Music Review: The Flat Five, It’s A World Of Love And Hope

Published on October 14th, 2016 in: Current Faves, Music, Music Reviews, Reviews |

By Melissa Bratcher


The Flat Five’s debut album, It’s A World Of Love And Hope, is perfect antidote to the weird awfulness of 2016. Full of exquisite, goosebump-inducing harmonies and ear-worm melodies, it’s a vacation on vinyl (or digitally, as you do). The songs lull you with prettiness and then… you listen to the dryly hilarious lyrics. It’s the perfect marriage of those two factors and endlessly relistenable.

The Flat Five are a Chicago-based group of harmony junkies with stellar pedigrees: Kelly Hogan (Neko Case, the Decemberists, a laundry list of everyone from Mavis Staples to the Drive-By Truckers), Nora O’Connor (also the Decemberists, New Pornographers, Robbie Fulks), Scott Ligon and Casey McDonough (NRBQ), and Alex Hall (JD McPherson, Pokey LaFarge). After having previously existed as a once-a-year, sold-out shows sort of band, they have given us non-Chicagoans a great gift: It’s A World Of Love And Hope.

The Flat Five are people who are doing what they love: singing together. And you can hear it in every note of It’s A World Of Love And Hope. They’re making music together because they love it. Because they sound AMAZING together. Because it’s fun. And that is reflected throughout the album. It’s an instant record collection of the coolest stuff.

It’s A World Of Love And Hope samples many genres, but all of them go down smoothly. There’s the Beach Boys on happy pills, of the impossibly sunny “Florida.” There’s the perfectly warm 1960s folkie, banjo-led sweetness of “Bottom Buck.” There’s the bossa nova exotica of “This Is Your Night,” and it is glorious (the lyrics are exquisite). “Birmingham” feels like a country song, but has quietly witty lyrics and a lovely melody.

Sweet is the word that I keep coming back to. It’s a terribly sweet album, though not twee. Not super twee. It’s like a John Waters movie soundtrack, with hidden gems that make your ears perk up with joy. “Buglight” feels like a Mills Brothers song, a getting frisky track with onomatopoeia and giddy amiability. “Bluebirds In Michigan” is a perfect, off-kilter, retro-indie-pop song, full of aching wistfulness and gorgeous vocals. “You’re Still Joe” is mesmerizing, percolating, a loose, space-age jazz song, with a memorable, economical melody.

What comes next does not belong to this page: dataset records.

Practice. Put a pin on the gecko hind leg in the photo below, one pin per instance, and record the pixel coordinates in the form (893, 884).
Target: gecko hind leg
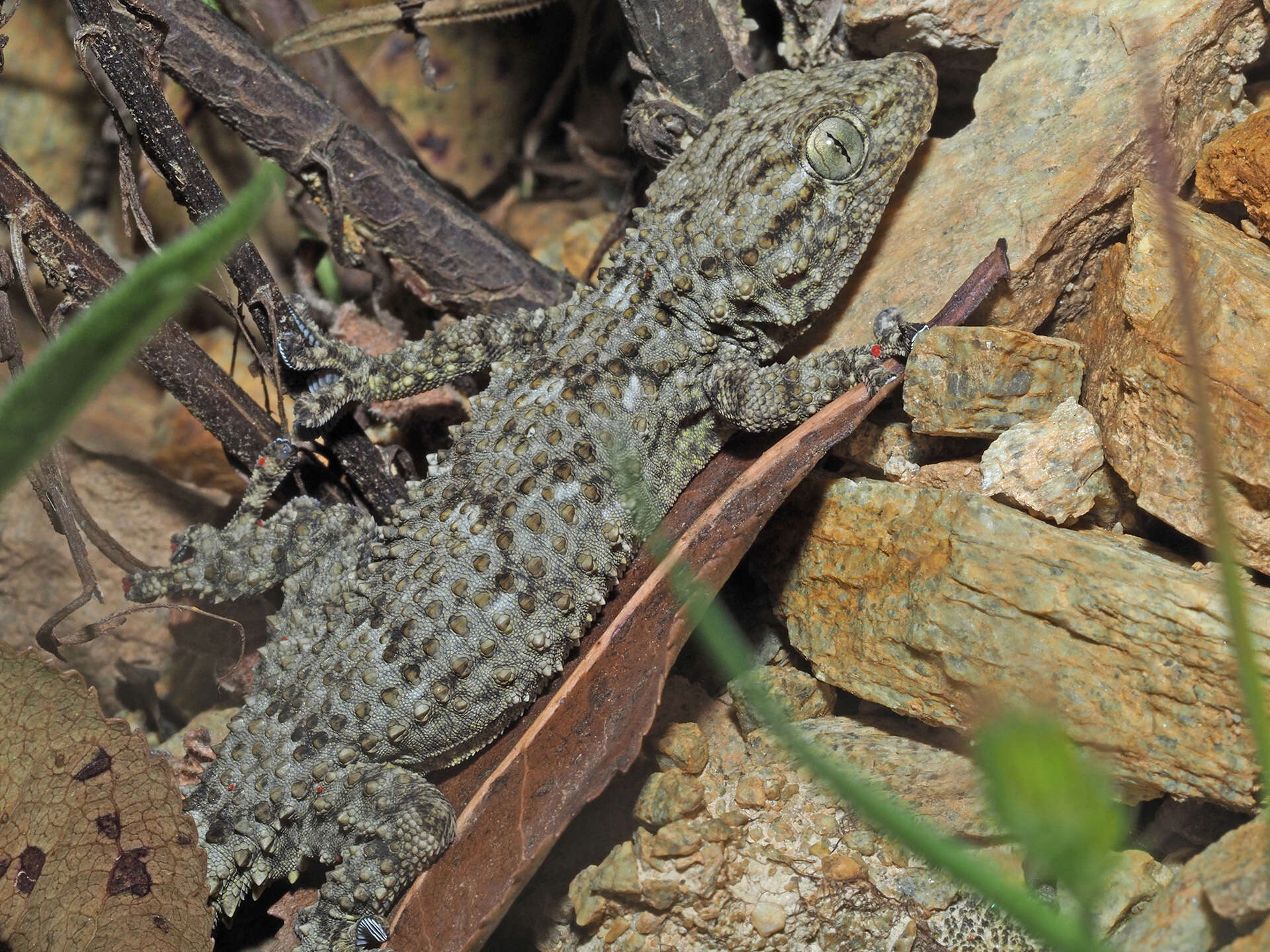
(347, 374)
(251, 554)
(400, 824)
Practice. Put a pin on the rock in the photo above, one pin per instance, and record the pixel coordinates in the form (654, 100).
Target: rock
(940, 785)
(1044, 467)
(1134, 879)
(982, 381)
(799, 694)
(937, 603)
(1223, 889)
(802, 873)
(767, 920)
(1052, 155)
(668, 796)
(962, 475)
(683, 746)
(927, 24)
(896, 451)
(960, 36)
(1137, 386)
(1236, 168)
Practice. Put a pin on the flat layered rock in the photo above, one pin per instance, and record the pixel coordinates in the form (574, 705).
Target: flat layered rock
(939, 604)
(1216, 895)
(982, 381)
(1056, 147)
(1137, 382)
(1236, 168)
(1046, 466)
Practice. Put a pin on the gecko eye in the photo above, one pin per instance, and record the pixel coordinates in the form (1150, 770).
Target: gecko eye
(835, 149)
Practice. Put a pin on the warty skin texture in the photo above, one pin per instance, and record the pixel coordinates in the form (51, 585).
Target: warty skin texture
(403, 648)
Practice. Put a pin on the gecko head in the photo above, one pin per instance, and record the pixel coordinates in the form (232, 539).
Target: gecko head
(769, 211)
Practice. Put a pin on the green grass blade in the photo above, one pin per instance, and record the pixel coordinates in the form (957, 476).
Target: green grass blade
(37, 405)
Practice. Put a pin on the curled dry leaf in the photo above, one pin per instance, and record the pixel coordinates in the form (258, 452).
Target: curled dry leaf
(95, 853)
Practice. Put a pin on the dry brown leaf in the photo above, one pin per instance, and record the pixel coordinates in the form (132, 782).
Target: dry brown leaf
(95, 853)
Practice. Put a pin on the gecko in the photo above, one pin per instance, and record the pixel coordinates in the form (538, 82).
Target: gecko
(404, 647)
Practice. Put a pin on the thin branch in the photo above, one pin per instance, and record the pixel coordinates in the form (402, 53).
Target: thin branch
(71, 260)
(113, 41)
(440, 248)
(325, 69)
(680, 41)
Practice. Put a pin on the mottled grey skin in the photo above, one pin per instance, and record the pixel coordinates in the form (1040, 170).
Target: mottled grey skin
(403, 648)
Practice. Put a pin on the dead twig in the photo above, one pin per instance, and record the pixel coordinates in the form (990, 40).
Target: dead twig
(372, 198)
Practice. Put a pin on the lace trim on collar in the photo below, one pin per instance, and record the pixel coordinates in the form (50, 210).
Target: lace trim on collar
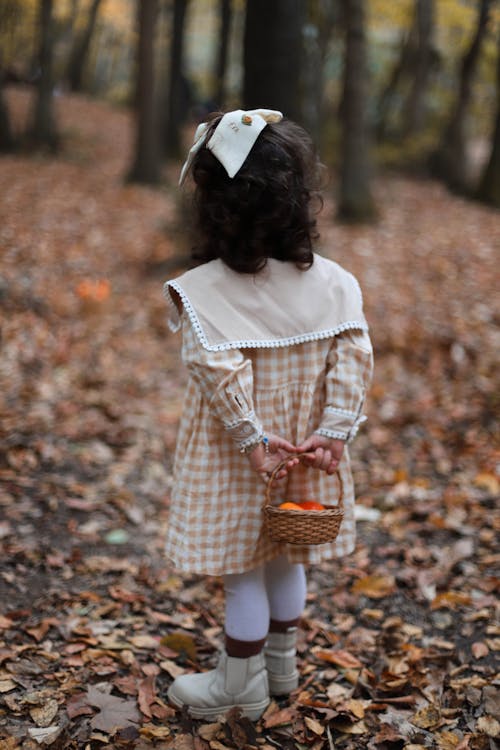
(174, 323)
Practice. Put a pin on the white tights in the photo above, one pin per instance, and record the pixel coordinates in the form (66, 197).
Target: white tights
(276, 589)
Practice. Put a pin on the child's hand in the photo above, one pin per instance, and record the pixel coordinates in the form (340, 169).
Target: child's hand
(264, 463)
(322, 452)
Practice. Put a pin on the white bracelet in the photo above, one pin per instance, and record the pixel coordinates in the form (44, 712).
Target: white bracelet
(249, 447)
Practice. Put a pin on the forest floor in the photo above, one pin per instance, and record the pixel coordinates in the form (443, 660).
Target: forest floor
(399, 640)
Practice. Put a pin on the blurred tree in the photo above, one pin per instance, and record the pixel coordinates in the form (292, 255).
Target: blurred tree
(42, 132)
(273, 55)
(449, 162)
(489, 185)
(421, 66)
(412, 70)
(79, 52)
(356, 202)
(7, 141)
(146, 162)
(225, 13)
(322, 17)
(176, 104)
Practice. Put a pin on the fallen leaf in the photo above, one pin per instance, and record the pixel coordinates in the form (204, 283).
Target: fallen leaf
(427, 717)
(147, 695)
(173, 669)
(451, 600)
(154, 732)
(374, 587)
(280, 718)
(447, 740)
(209, 731)
(489, 726)
(180, 643)
(7, 685)
(479, 649)
(43, 715)
(46, 735)
(115, 713)
(144, 641)
(339, 657)
(315, 726)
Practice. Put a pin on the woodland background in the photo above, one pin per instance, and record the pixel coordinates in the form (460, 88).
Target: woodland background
(98, 102)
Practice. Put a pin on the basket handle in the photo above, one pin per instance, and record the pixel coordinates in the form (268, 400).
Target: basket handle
(277, 469)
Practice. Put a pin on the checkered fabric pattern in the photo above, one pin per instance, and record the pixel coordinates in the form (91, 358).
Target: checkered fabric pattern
(215, 523)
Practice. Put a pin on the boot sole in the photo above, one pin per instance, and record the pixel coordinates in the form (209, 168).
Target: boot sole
(252, 711)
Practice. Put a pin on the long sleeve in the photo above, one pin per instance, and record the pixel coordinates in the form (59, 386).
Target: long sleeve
(349, 371)
(226, 380)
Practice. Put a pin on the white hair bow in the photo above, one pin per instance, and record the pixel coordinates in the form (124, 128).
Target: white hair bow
(232, 139)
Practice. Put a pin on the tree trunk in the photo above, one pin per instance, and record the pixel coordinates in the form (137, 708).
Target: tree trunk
(319, 30)
(146, 164)
(78, 56)
(449, 162)
(42, 132)
(176, 105)
(386, 100)
(355, 201)
(222, 52)
(7, 141)
(273, 54)
(489, 185)
(424, 24)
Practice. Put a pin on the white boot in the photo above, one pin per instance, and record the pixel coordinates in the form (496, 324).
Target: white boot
(281, 662)
(234, 682)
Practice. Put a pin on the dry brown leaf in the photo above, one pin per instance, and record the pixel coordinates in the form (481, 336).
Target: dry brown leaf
(146, 695)
(115, 713)
(280, 718)
(375, 587)
(180, 643)
(315, 726)
(144, 641)
(7, 685)
(489, 726)
(45, 735)
(479, 649)
(451, 600)
(209, 731)
(183, 742)
(447, 740)
(488, 482)
(154, 732)
(173, 669)
(339, 657)
(44, 714)
(427, 717)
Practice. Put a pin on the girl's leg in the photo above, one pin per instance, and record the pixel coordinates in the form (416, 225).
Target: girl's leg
(247, 612)
(240, 678)
(286, 591)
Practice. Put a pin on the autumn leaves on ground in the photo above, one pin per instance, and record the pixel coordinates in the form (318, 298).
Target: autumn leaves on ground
(398, 643)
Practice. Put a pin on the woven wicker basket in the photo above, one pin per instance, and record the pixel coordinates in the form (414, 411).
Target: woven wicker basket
(305, 526)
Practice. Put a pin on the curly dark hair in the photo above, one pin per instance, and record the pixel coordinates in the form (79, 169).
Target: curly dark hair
(265, 211)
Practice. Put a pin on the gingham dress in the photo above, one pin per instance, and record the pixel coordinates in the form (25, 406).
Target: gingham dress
(215, 523)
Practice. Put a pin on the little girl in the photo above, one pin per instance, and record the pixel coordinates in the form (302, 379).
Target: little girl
(279, 360)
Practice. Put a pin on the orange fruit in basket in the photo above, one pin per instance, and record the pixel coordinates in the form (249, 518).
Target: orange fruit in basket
(311, 505)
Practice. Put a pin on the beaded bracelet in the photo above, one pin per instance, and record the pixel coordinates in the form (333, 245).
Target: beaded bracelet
(249, 447)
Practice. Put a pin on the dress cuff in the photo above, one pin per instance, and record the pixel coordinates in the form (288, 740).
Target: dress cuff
(245, 431)
(340, 424)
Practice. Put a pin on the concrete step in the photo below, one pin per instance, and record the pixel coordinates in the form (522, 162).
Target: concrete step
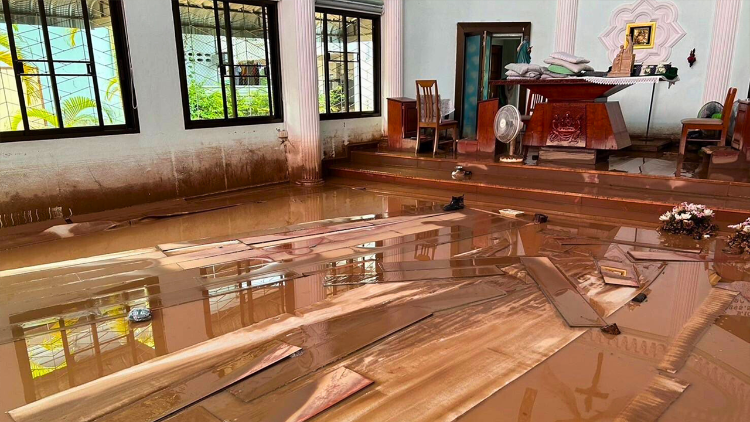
(580, 198)
(734, 195)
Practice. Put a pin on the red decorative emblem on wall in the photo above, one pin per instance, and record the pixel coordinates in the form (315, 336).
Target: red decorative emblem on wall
(567, 131)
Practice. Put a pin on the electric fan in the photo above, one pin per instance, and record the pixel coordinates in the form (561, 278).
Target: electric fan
(711, 109)
(730, 130)
(507, 127)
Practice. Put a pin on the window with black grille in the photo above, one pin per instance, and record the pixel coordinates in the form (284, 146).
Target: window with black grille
(348, 51)
(64, 70)
(229, 60)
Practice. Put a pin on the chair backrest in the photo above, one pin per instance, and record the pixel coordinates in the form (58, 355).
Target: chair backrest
(726, 113)
(428, 101)
(531, 101)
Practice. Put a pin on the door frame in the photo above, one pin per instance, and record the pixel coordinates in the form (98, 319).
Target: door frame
(465, 29)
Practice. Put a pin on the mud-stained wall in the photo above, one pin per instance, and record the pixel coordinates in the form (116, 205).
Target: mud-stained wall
(164, 160)
(335, 135)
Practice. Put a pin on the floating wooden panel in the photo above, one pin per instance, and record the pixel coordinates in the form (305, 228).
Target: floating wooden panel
(194, 414)
(712, 307)
(651, 403)
(327, 342)
(180, 395)
(665, 256)
(310, 398)
(569, 303)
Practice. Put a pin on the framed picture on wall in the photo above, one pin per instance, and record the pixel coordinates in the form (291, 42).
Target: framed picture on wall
(642, 33)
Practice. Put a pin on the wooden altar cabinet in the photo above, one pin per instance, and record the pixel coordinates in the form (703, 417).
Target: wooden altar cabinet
(576, 114)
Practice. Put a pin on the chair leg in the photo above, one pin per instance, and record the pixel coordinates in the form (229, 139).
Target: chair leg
(683, 140)
(416, 149)
(455, 142)
(434, 145)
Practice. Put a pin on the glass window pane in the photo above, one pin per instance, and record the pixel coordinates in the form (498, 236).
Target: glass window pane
(235, 36)
(199, 39)
(30, 49)
(320, 48)
(367, 63)
(352, 57)
(336, 72)
(9, 102)
(249, 47)
(105, 59)
(349, 77)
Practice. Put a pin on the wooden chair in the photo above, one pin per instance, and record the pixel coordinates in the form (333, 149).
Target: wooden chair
(430, 116)
(710, 124)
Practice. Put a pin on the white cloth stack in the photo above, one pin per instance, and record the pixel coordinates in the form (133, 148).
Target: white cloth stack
(523, 71)
(573, 63)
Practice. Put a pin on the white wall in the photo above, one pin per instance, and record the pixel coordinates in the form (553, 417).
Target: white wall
(671, 105)
(430, 34)
(430, 50)
(164, 160)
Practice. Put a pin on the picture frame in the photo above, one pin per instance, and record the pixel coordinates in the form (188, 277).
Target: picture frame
(648, 70)
(642, 33)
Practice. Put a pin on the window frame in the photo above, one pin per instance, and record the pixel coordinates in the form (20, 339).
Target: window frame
(274, 57)
(327, 115)
(120, 41)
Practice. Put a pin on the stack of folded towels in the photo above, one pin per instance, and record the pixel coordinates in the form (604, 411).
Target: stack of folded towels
(562, 65)
(523, 71)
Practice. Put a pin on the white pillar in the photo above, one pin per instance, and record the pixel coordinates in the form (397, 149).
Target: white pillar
(392, 30)
(565, 26)
(300, 84)
(726, 20)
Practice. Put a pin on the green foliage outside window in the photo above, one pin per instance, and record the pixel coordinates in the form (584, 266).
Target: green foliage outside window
(208, 104)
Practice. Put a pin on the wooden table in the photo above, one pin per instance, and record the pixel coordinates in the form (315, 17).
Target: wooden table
(402, 122)
(576, 114)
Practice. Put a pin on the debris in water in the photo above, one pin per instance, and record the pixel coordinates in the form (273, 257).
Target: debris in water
(611, 329)
(640, 298)
(457, 203)
(139, 315)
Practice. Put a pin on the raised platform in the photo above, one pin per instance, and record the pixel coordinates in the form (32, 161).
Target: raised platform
(638, 197)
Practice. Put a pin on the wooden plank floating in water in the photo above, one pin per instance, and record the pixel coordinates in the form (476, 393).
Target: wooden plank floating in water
(185, 393)
(327, 342)
(311, 397)
(650, 404)
(712, 307)
(665, 256)
(572, 241)
(194, 414)
(574, 309)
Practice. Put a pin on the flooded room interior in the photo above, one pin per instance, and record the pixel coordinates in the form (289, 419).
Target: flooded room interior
(374, 210)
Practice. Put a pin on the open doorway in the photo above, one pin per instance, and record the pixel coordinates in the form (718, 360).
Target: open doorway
(483, 50)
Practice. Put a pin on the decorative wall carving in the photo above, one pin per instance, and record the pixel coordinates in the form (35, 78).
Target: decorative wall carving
(668, 31)
(565, 26)
(723, 41)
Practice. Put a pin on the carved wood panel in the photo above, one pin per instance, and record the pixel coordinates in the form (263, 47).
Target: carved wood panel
(568, 126)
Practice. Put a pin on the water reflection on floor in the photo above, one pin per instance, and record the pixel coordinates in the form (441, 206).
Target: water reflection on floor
(63, 326)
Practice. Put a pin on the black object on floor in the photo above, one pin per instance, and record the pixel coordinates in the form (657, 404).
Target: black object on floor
(457, 203)
(540, 218)
(611, 329)
(640, 298)
(139, 315)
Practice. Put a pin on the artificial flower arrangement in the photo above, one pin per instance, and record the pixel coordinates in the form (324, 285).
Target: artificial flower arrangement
(740, 240)
(689, 219)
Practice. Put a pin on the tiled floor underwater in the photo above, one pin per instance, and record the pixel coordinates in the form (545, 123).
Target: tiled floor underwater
(344, 304)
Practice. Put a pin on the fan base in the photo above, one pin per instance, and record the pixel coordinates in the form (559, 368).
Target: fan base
(511, 159)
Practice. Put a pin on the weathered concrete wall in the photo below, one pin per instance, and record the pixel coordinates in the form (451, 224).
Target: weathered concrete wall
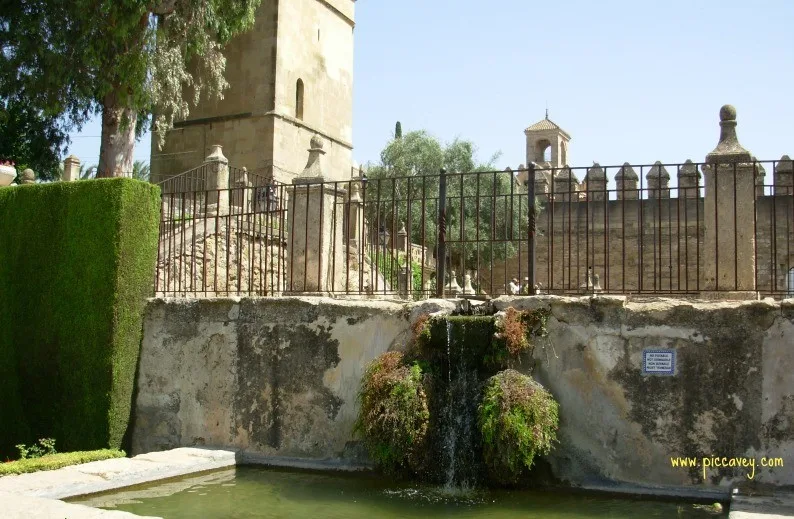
(732, 393)
(278, 377)
(272, 376)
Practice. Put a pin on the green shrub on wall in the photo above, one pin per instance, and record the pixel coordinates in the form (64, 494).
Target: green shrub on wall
(394, 416)
(76, 265)
(518, 421)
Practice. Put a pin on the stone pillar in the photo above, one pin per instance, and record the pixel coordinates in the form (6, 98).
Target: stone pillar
(217, 182)
(316, 263)
(565, 185)
(402, 239)
(626, 181)
(596, 183)
(405, 280)
(71, 169)
(241, 198)
(784, 176)
(658, 181)
(688, 180)
(728, 215)
(760, 175)
(356, 213)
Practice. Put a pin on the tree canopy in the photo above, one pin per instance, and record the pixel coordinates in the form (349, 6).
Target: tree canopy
(483, 205)
(30, 138)
(124, 59)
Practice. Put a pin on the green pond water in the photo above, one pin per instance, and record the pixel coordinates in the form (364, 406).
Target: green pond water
(246, 492)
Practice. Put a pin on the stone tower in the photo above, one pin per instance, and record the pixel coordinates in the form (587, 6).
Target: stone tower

It’s A World Of Love And Hope is like a time machine, but the kind of time machine where you come back just a little bit off. Like maybe your nose is on your back. “Almond Grove” has gorgeous, pure harmonies and a melody that makes tears spring to the eyes but lyrics that are just a bit deranged. Hearing all of the Flat Five take a breath at the same time in “It’s Been A Delight” makes me weirdly happy. I’ve never wanted to be in a band as much as I want to be in the Flat Five. They make singing together seem like the most magical thing in the world.

It’s A World Of Love And Hope is a joyful record. It made me smile constantly and start it again as soon as it ended. I want to live in a Flat Five world.

It’s A World Of Love And Hope was released on October 14 from Augiedisc and Bloodshot Records.